# Workshop 1: Open Source AI is Awesome! 🚀

- **When:** Wednesday, 5th February, 17:00.
- **Where:** Appleton Tower, 5.04. If you don't have access, reach out and we'll let you in!
- **Contacts:** Reach out on Instagram _@edinburgh.ai_
- **Credits:** This notebook is created by EdinburghAI for use in its workshops. If you plan to use it, please credit us!

## Today
- Building an actually good Spotify DJ! 🎸
- There'll be two hosts talking to eachother out loud! 🎤
- What'll they talk about? Whatever the user wants! They'll use my University notes as a source of information! 📚 
  - Ok I know that sounds lame, but the idea is to take boring uni materials and make them into an interesting radio show! 

Lfg 🔥

# Instructions:

This is a Jupyter notebook. It contains cells. There are 2 kinds of cells - markdown and Python. Markdown cells are like this one, and are just there to give you information. Python cells run code.
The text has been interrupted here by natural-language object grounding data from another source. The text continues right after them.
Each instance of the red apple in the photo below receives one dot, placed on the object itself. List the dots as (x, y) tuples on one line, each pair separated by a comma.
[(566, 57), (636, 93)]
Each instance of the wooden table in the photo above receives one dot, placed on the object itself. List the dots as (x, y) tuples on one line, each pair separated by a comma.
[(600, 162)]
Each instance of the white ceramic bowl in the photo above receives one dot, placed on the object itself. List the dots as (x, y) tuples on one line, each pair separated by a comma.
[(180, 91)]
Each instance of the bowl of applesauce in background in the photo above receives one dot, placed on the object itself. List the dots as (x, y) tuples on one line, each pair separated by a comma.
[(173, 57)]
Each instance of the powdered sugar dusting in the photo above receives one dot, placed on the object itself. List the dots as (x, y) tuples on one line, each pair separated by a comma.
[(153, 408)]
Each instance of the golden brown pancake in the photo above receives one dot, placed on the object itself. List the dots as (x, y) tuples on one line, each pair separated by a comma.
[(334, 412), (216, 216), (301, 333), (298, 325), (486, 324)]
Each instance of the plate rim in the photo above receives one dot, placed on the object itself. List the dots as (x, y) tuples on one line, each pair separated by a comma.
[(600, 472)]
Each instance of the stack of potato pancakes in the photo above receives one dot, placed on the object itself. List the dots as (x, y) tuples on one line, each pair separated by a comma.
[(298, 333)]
You can run a cell with `Ctrl + Enter` or run a cell and move the next one with `Shift + Enter`. Try running the cell below.


In [None]:
print('Ctrl + Enter runs this cell!')
output = 'The last line of a cell is printed by default'
output

#### What YOU Need To Do
    
- There are places to write code, indicated by `...` and a comment with `TODO:` in a python cell. You should fill these in or nothing will work! If you have any questions, just ask one of the EdinburghAI people :)

- There are points to stop and think indicated by **Think🤔**. Please stop, think, maybe write an answer, and discuss with those around you.

- There are also questions labelled **Extension😈**. These are more optional, and are for those of you who might have done some similar stuff before. Feel free to have a think about these questions though!

Good luck!

## So What're We Building? 🛠️

Here's the vision: 

- Gone are the days we have to read boring university notes! With our brand new radio show, you'll be able to learn your uni material in an actually fun way!  
- The radio show will have 2 hosts. 
- The user will ask a (uni-related) question.
- The hosts will use my uni notes (hosted on [www.leocamacho.co](www.leocamacho.co)) to answer the question. (Shameless self-promo i.k. lol)
- The hosts will talk to eachother out loud! 🎤


## The Tech Stack 🤔

- We'll use an _open_ LLM to generate the conversation in full.
- We'll use a _open_ TTS model to generate the audio of each speaker.
- We'll use an _open_ embedding model to store all of our notes as vectors. Then when the user asks a question, we'll use the embedding model to find the most similar notes and use them to answer the question. 


# Using RAG to answer questions! 🔍

We want our model to take our Uni notes and use them to generate a conversation. But it would be incredibly innefficient to pass every single note into the model. Instead, we'll use a technique called _RAG_ (Retrieval Augmented Generation). 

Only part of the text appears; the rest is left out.